HashMap<String, ?> map;
map = new HashMap<String, Integer>();
map = new HashMap<String, Object>();
map = new HashMap<String, String>();
All of the above is valid, because the variable map can store any of those hash maps. That variable doesn't care what the Value type is, of the hashmap it holds.
Having a wildcard does not, however, let you put any type of object into your map. as a matter of fact, with the hash map above, you can't put anything into it using the map variable:
map.put("A", new Integer(0));
map.put("B", new Object());
map.put("C", "Some String");
All of the above method calls will result in a compile-time error because Java doesn't know what the Value type of the HashMap inside map is.
You can still get a value out of the hash map.

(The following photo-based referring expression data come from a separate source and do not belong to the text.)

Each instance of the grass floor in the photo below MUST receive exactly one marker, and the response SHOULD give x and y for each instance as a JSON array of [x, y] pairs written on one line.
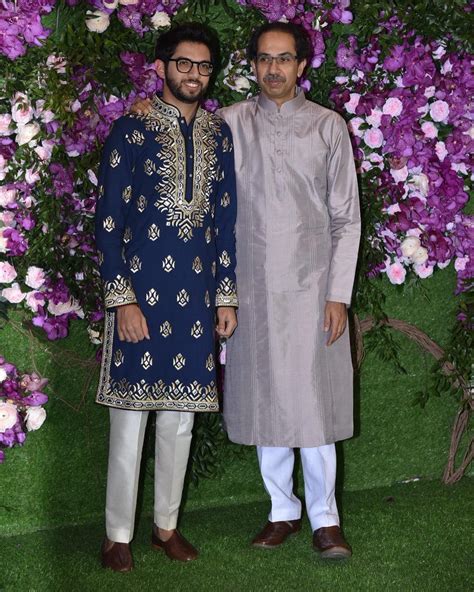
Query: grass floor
[[414, 536]]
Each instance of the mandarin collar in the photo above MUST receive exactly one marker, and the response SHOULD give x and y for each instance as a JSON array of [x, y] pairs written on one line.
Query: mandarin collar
[[288, 108], [170, 111]]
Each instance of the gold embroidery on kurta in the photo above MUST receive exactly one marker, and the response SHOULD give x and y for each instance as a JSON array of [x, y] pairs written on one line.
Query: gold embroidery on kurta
[[152, 297]]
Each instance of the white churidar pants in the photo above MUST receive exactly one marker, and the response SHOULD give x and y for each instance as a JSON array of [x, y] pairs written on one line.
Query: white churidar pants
[[319, 472], [172, 443]]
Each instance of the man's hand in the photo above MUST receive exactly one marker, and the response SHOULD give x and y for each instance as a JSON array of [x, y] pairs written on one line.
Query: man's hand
[[131, 324], [226, 321], [141, 106], [335, 320]]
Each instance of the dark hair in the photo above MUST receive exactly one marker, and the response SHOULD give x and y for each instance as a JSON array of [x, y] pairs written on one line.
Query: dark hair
[[193, 32], [304, 48]]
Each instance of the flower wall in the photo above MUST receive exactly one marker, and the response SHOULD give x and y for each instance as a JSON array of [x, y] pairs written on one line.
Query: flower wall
[[71, 68]]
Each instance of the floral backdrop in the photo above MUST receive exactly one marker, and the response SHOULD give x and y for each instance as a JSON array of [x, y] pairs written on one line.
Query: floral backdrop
[[399, 72]]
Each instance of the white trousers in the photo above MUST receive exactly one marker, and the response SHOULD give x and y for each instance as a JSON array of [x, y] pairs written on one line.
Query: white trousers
[[172, 442], [319, 472]]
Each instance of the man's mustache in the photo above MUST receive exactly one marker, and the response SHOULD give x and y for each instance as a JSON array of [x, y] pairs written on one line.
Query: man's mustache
[[273, 78]]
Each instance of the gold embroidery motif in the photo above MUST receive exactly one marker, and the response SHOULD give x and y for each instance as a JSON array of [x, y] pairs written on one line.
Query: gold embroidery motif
[[109, 224], [152, 297], [210, 362], [225, 200], [127, 235], [226, 293], [135, 264], [197, 330], [114, 158], [224, 259], [119, 291], [141, 203], [127, 194], [168, 263], [182, 297], [146, 361], [179, 361], [166, 329], [184, 215], [149, 167], [197, 265], [136, 138], [153, 232]]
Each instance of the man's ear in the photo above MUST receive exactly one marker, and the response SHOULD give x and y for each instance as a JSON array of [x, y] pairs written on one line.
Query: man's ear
[[160, 68], [301, 67]]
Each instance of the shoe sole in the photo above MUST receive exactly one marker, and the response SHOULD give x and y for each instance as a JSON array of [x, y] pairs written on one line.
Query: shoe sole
[[335, 553]]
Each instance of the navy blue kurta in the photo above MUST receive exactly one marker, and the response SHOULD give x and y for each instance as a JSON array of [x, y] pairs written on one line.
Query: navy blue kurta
[[165, 236]]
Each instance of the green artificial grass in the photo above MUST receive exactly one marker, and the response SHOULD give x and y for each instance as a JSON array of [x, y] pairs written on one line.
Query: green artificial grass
[[58, 477], [408, 537]]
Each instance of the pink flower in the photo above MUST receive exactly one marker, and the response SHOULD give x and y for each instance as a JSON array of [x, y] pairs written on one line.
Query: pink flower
[[8, 416], [7, 273], [441, 151], [429, 129], [439, 111], [396, 273], [392, 107], [354, 125], [7, 197], [399, 175], [5, 121], [423, 271], [373, 137], [460, 263], [13, 294], [352, 103], [374, 118], [35, 277]]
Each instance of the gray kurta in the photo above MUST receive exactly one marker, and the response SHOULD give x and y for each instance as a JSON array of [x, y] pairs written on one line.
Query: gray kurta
[[298, 229]]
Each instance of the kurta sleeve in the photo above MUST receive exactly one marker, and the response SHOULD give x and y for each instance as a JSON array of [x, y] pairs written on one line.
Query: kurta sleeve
[[224, 223], [344, 213], [113, 204]]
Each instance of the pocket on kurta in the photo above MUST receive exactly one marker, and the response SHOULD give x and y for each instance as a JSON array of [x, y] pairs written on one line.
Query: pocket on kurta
[[297, 261]]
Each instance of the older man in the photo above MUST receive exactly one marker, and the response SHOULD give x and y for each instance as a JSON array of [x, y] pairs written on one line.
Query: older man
[[289, 373]]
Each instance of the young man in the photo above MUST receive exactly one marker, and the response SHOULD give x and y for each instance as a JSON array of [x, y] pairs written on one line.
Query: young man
[[289, 374], [165, 237]]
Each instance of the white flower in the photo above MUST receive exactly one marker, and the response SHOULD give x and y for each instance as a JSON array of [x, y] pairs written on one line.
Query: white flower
[[420, 256], [22, 113], [35, 277], [98, 21], [13, 294], [61, 308], [35, 417], [8, 416], [410, 245], [25, 133], [160, 19]]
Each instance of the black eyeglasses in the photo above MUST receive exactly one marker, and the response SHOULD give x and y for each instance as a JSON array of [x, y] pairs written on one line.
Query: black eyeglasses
[[184, 65]]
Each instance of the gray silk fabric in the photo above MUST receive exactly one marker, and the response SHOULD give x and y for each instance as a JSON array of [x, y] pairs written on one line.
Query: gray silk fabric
[[298, 229]]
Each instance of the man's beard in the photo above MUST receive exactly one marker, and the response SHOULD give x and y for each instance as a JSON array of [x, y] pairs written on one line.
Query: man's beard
[[179, 93]]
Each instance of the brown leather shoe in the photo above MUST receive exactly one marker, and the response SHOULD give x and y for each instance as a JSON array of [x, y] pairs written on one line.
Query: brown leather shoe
[[276, 533], [176, 547], [330, 543], [116, 556]]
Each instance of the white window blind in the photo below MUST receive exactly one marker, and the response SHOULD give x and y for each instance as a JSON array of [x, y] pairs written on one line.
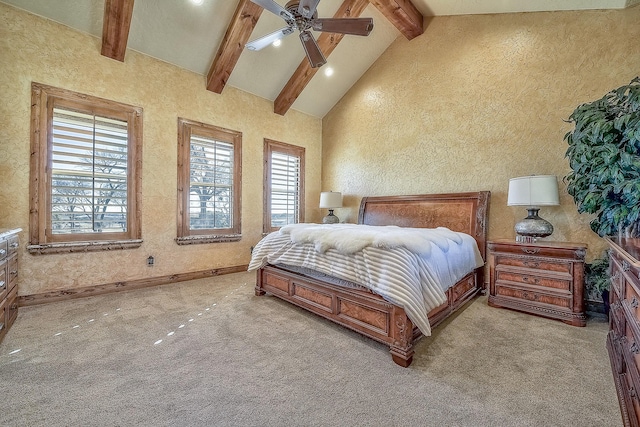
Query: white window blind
[[285, 189], [89, 178], [211, 184]]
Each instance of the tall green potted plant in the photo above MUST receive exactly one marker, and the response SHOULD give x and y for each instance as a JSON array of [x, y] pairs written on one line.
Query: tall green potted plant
[[604, 156]]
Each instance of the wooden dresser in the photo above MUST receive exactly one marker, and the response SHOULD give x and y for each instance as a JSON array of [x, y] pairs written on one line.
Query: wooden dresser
[[623, 340], [545, 279], [8, 279]]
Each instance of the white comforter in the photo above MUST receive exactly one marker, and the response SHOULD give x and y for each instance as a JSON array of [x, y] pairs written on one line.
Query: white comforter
[[409, 267]]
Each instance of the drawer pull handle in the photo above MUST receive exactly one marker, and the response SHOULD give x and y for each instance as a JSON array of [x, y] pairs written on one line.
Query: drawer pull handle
[[527, 279]]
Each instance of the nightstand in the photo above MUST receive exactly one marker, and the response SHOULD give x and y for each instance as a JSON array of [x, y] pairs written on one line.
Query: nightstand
[[544, 278]]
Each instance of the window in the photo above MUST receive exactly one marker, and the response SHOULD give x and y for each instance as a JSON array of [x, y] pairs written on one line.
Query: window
[[209, 183], [283, 185], [85, 172]]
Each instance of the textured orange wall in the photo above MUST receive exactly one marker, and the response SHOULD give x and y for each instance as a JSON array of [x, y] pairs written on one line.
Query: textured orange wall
[[475, 101], [34, 49]]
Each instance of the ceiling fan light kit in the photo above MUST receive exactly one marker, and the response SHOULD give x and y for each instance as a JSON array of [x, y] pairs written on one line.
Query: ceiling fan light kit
[[302, 15]]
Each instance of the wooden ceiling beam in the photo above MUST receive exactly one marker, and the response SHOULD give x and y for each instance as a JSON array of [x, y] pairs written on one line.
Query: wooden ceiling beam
[[327, 42], [115, 28], [403, 15], [237, 35]]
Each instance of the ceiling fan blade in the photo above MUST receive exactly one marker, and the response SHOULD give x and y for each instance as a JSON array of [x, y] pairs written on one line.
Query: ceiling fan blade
[[316, 58], [307, 8], [265, 41], [354, 26], [275, 8]]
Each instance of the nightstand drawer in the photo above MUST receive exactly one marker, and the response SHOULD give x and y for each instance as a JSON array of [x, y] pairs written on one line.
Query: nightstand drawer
[[543, 278], [536, 263], [563, 301], [632, 300], [533, 278]]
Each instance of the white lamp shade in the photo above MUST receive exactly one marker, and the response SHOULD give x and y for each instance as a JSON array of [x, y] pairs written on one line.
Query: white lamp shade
[[330, 200], [534, 190]]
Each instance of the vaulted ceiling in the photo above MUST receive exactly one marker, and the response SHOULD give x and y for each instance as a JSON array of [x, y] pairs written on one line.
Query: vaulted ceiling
[[209, 38]]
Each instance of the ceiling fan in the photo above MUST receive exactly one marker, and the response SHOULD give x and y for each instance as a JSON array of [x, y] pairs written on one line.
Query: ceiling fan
[[302, 15]]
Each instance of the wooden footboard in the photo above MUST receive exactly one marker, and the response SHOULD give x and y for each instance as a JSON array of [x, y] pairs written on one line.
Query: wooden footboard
[[368, 313], [362, 311]]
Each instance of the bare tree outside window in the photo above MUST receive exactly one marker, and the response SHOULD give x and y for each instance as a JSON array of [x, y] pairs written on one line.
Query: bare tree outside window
[[209, 183], [85, 173], [89, 173]]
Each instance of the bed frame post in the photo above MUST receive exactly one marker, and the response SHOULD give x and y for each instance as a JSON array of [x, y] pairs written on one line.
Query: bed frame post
[[259, 291], [402, 332]]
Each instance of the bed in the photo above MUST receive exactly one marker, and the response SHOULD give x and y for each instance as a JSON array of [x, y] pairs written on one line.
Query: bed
[[365, 311]]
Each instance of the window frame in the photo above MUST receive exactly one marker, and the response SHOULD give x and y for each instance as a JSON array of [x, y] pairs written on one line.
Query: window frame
[[271, 146], [43, 100], [186, 236]]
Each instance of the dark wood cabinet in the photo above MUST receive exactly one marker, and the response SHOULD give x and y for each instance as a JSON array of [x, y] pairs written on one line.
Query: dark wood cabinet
[[623, 340], [545, 279], [8, 279]]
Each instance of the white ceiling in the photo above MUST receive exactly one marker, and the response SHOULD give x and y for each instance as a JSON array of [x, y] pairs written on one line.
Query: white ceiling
[[188, 35]]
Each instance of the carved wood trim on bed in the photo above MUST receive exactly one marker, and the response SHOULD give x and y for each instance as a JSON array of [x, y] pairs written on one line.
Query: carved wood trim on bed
[[367, 312]]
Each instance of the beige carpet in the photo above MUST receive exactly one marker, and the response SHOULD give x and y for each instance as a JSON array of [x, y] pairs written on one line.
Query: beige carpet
[[209, 352]]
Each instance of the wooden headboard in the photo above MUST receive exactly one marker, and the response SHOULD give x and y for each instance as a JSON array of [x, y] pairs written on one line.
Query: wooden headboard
[[463, 212]]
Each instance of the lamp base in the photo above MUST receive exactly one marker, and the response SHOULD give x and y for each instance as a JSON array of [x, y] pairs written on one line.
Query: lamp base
[[331, 218], [533, 226]]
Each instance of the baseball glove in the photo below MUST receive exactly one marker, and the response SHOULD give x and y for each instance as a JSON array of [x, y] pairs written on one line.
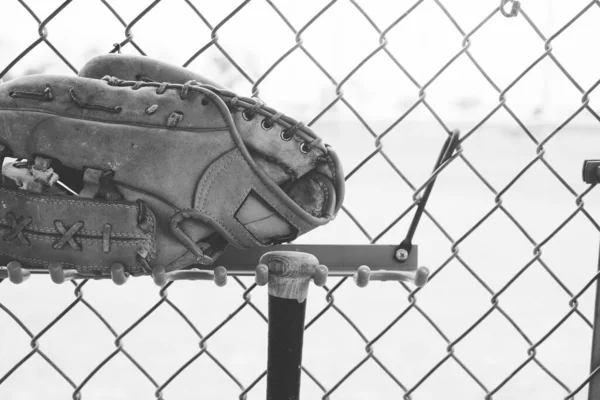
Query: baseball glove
[[141, 164]]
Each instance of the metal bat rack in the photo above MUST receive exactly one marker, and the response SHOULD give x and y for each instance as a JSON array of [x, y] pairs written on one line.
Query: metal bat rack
[[287, 270]]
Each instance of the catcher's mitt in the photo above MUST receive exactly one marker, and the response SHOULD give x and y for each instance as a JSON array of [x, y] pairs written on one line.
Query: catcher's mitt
[[166, 173]]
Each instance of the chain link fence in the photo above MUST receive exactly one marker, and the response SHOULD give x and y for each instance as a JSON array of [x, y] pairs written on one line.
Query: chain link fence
[[512, 246]]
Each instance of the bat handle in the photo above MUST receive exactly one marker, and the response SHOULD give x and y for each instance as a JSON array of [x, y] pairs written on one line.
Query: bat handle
[[364, 275], [288, 275]]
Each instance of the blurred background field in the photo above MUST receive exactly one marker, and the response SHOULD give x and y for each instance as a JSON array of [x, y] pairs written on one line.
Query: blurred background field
[[350, 108]]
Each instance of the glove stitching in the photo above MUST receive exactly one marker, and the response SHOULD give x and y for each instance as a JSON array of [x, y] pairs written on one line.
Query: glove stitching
[[47, 263], [48, 238], [42, 229], [81, 203], [111, 121]]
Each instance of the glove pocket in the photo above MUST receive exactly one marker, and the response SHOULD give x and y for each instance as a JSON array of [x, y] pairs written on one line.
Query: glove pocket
[[83, 234]]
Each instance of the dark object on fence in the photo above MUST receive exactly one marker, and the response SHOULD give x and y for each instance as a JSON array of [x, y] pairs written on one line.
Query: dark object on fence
[[405, 247], [591, 171]]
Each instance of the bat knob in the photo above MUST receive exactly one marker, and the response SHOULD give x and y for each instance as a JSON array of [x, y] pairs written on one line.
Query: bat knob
[[16, 274], [262, 275], [117, 273], [320, 276], [159, 275], [220, 276]]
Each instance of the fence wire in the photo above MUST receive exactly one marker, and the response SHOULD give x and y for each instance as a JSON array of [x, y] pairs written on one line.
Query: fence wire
[[408, 388]]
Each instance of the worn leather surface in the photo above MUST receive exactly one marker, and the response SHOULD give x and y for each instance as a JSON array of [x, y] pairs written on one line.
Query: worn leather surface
[[175, 147], [35, 248]]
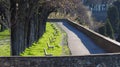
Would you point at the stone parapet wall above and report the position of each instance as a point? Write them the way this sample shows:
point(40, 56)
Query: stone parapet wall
point(111, 60)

Although you "don't know the value's type," (because you don't know what type of hash map is inside your variable), you can say that everything is a subclass of Object and, so, whatever you get out of the map will be of the type Object:
HashMap<String, Integer> myMap = new HashMap<>();// This variable is used to put things into the map.
myMap.put("ABC", 10);
HashMap<String, ?> map = myMap;
Object output = map.get("ABC");// Valid code; Object is the superclass of everything, (including whatever is stored our hash map).
System.out.println(output);
The above block of code will print 10 to the console.
So, to finish off, use a HashMap with wildcards when you do not care (i.e., it does not matter) what the types of the HashMap are, for example:
public static void printHashMapSize(Map<?, ?> anyMap) {
// This code doesn't care what type of HashMap is inside anyMap.
System.out.println(anyMap.size());
}
Otherwise, specify the types that you need:
public void printAThroughZ(Map<Character, ?> anyCharacterMap) {
for (int i = 'A'; i <= 'Z'; i++)
System.out.println(anyCharacterMap.get((char) i));
}
In the above method, we'd need to know that the Map's key is a Character, otherwise, we wouldn't know what type to use to get values from it. All objects have a toString() method, however, so the map can have any type of object for its values. We can still print the values.